At pre-testing, both groups were comparable to each other with respect to a-ROM, PPT measured at the gastrocnemius and tibia, respectively (Table II).

There was a significant within-group improvement for both groups (stretching mean change = 2.8 and IASTM mean change = 1.7) (Table II, Fig. 3) . At post-test, the stretch group showed a slightly larger ROM than IASTM, but the difference was not statistically different (p-value = 0.06).

No significant within-group change was observed for either the IASTM or stretch groups (Table II, Fig. 3) Furthermore no significant differences were observed between the 2 groups over time for PPT at the muscle or control sites (PPT gastrocnemius p-value = 0.568; PPT tibia p-value = 0.209).

Transient rubor developed during IASTM, but no petechiae were observed post-intervention Fig. 2).

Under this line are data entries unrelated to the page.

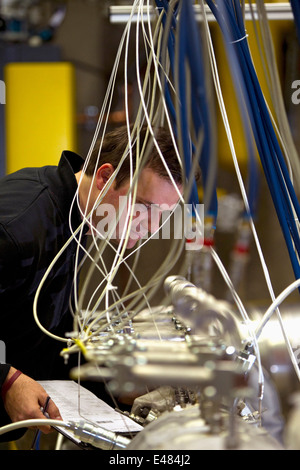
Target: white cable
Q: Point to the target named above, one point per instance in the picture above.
(27, 423)
(243, 191)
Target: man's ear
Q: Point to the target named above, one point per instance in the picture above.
(104, 173)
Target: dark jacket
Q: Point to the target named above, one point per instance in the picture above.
(34, 225)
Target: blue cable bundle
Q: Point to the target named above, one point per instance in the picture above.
(228, 14)
(295, 4)
(185, 31)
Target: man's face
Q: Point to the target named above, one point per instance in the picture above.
(117, 216)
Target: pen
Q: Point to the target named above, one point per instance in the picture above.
(44, 410)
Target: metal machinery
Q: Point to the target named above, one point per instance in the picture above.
(194, 363)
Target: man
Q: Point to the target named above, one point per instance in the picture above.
(35, 221)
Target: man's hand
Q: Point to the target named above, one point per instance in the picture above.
(26, 398)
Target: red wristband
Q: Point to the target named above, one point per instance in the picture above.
(9, 383)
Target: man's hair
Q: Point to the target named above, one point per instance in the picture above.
(115, 144)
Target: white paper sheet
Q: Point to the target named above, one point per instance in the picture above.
(76, 403)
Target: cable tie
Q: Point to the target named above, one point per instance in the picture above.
(238, 40)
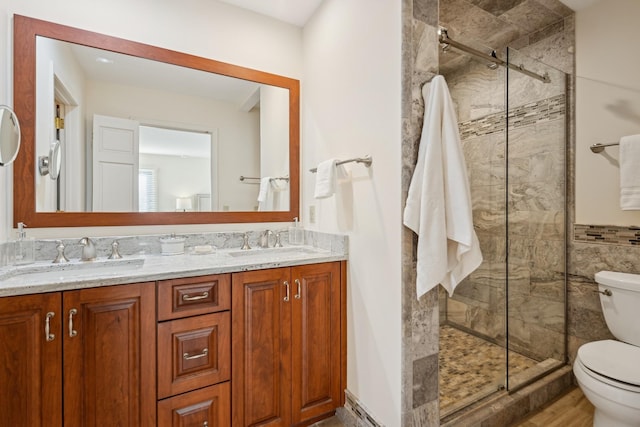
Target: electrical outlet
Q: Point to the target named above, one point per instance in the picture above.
(312, 214)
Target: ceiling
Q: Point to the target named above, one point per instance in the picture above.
(298, 12)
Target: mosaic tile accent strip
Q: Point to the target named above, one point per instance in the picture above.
(607, 234)
(528, 114)
(352, 405)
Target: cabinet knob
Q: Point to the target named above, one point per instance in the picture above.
(72, 332)
(286, 285)
(187, 297)
(47, 326)
(299, 294)
(187, 356)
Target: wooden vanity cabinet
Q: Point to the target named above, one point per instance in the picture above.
(91, 364)
(287, 345)
(194, 351)
(31, 360)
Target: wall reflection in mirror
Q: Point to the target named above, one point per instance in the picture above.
(9, 135)
(138, 135)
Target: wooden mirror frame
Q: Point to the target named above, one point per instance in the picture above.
(24, 201)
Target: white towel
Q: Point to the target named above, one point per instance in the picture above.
(263, 193)
(438, 207)
(630, 173)
(325, 179)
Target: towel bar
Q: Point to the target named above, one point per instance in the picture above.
(599, 148)
(366, 160)
(284, 178)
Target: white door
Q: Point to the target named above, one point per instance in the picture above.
(115, 164)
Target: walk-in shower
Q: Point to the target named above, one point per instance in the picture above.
(504, 327)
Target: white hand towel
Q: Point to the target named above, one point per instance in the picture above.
(263, 193)
(438, 207)
(325, 179)
(630, 173)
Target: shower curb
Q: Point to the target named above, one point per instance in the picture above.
(508, 408)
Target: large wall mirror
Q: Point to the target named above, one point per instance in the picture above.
(120, 133)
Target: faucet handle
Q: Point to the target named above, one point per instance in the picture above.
(60, 257)
(114, 251)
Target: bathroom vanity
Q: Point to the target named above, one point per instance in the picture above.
(209, 340)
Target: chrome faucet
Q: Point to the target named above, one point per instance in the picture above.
(264, 238)
(88, 249)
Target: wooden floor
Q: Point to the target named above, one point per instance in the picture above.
(570, 410)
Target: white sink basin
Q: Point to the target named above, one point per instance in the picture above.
(287, 250)
(100, 266)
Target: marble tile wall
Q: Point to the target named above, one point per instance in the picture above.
(420, 317)
(536, 230)
(420, 63)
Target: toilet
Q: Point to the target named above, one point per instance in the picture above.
(608, 371)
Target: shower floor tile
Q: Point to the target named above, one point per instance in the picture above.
(472, 368)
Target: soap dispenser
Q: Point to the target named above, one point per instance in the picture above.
(296, 233)
(24, 247)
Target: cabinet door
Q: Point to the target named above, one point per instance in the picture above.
(206, 407)
(316, 337)
(261, 348)
(109, 356)
(30, 361)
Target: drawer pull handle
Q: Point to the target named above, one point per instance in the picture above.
(47, 326)
(299, 294)
(187, 356)
(187, 297)
(72, 332)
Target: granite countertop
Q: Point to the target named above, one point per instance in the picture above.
(44, 276)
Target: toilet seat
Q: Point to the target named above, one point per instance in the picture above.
(612, 362)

Based on these results, the following salient points should be considered regarding asymptomatic individuals: (i) IASTM is likely to improve a-ROM, when performed on associated skeletal muscle, (ii) IASTM, even when performed at high dose, does not reduce PPT sensitivity, and (iii) high-dose IASTM per se, is not the cause of petechial haemorrhage

It is plausible that different mechanisms were involved in the increases in a-ROM observed in both groups; for IASTM the postulated mechanisms being acute improved movement between fascial layers and reduction in passive tissue stiffness (16) and for stretch, stress relaxation and creep of the musculotendinous unit (17). However, a mixture of these mechanisms is more likely. Nevertheless, the extent of a-ROM increase was of interest and in keeping with previous investigations (5, 9). For the clinician aiming to maximize a-ROM, both IASTM and stretch procedures should be carried out.

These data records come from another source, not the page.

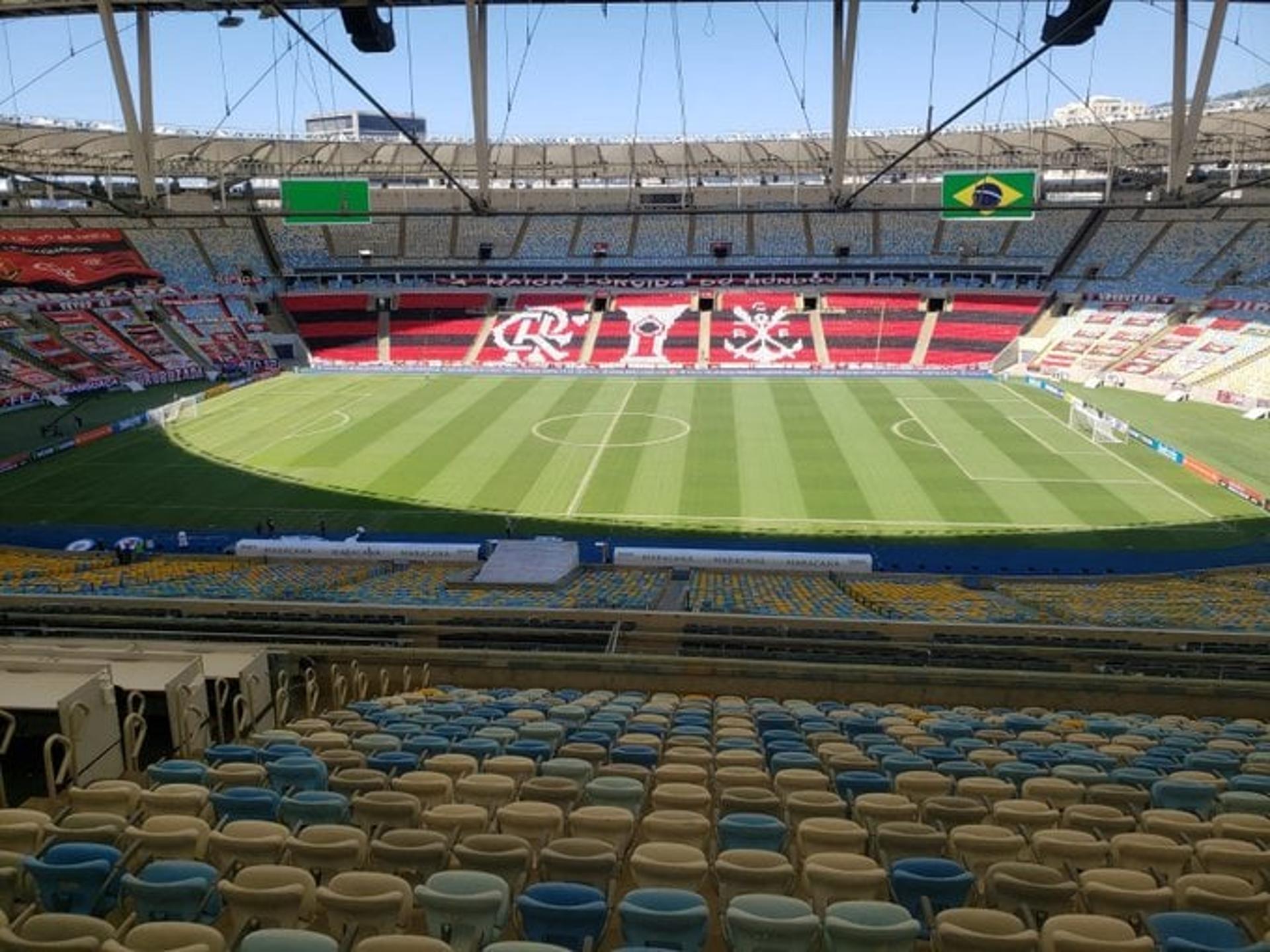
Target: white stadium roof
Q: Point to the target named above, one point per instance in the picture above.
(1238, 135)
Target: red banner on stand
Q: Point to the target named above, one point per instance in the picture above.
(69, 259)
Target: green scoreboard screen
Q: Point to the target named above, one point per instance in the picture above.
(327, 201)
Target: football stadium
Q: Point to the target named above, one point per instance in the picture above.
(465, 485)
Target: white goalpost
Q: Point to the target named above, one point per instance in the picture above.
(169, 414)
(1093, 426)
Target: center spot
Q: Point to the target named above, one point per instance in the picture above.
(588, 430)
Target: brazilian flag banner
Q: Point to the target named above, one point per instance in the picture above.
(990, 194)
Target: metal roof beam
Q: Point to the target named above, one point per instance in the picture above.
(1185, 149)
(843, 48)
(478, 67)
(136, 139)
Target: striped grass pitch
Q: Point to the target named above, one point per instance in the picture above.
(790, 456)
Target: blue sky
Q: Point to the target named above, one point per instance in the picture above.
(581, 71)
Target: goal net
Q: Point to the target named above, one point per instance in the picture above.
(1093, 426)
(169, 414)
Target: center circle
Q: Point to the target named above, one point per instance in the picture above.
(665, 429)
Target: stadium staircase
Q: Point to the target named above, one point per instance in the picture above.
(54, 332)
(33, 360)
(266, 240)
(1080, 240)
(479, 340)
(1216, 375)
(181, 342)
(923, 337)
(822, 349)
(382, 346)
(1130, 272)
(588, 342)
(704, 338)
(1214, 281)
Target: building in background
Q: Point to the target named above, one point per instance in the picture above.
(357, 126)
(1100, 110)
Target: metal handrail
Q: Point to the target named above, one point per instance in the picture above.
(135, 730)
(222, 698)
(282, 697)
(313, 692)
(56, 777)
(5, 740)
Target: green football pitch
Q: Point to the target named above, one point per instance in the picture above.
(789, 456)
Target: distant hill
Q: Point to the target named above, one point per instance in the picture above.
(1263, 91)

During the application of IASTM it is expected that the patient will experience desensitization of involved tissues, through mechanoreceptor mediated pain inhibition, similar to that observed in deep friction massage (18) and as a result reduction in pain (19). We therefore hypothesized that PPT would increase post-IASTM. However, values did not change appreciably, certainly nowhere near the 100 kPa threshold for clinically meaningful change (20). It is therefore possible that the stimuli from the applied level of pressure used in the study (described as uncomfortable) may not compete with pain stimuli in the same way that stimuli from comfortable pressure hypothetically can. More specifically, the pressure used in the study was too close to painful for such an effect to occur. Furthermore, it may be critical to this outcome that the individuals should be experiencing pain at baseline, in order for the intervention to be desensitizing. The scope of this study; however, did not include trying to explain the underlying mechanisms of the investigated effects. For the practicing clinician, we suggest that, even though the patient reports a reduction in discomfort, the area treated with IASTM is not desensitized to pressure, and therefore caution should be used if further soft-tissue treatments are undertaken, so as not to cause unnecessary discomfort and/or reactive muscle guarding.

Although we used a pressure perceived as uncomfortable in this study, and a longer treatment time currently prevalent in clinical practice (more than 3 min) (2), no post-intervention petechiae were observed among our participants. This suggests that neither treatment time nor level of pressure is indicative of post-bruising in asymptomatic individuals over the triceps surae. It seems reasonable, therefore, that petechiae may be more related to local tissue factors, such as tone and condition (our participants were reasonably fit), as well as variations in skin sensitivity or IASTM instrument characteristics (21). Clinicians should therefore remain observant of tonic tissue overlying bony structures, as these are likely to exhibit petechiae more readily.

In conclusion, and remaining mindful of generalization limitations, this study indicated that high-dose IASTM intervention on the triceps surae resulted in an increase in ankle a-ROM, comparable to self-stretch, did not reduce PPT sensitivity, and did not routinely result in petechial haemorrhage. Further studies into the effects of IASTM on asymptomatic cohorts are required to inform future clinical practice and research.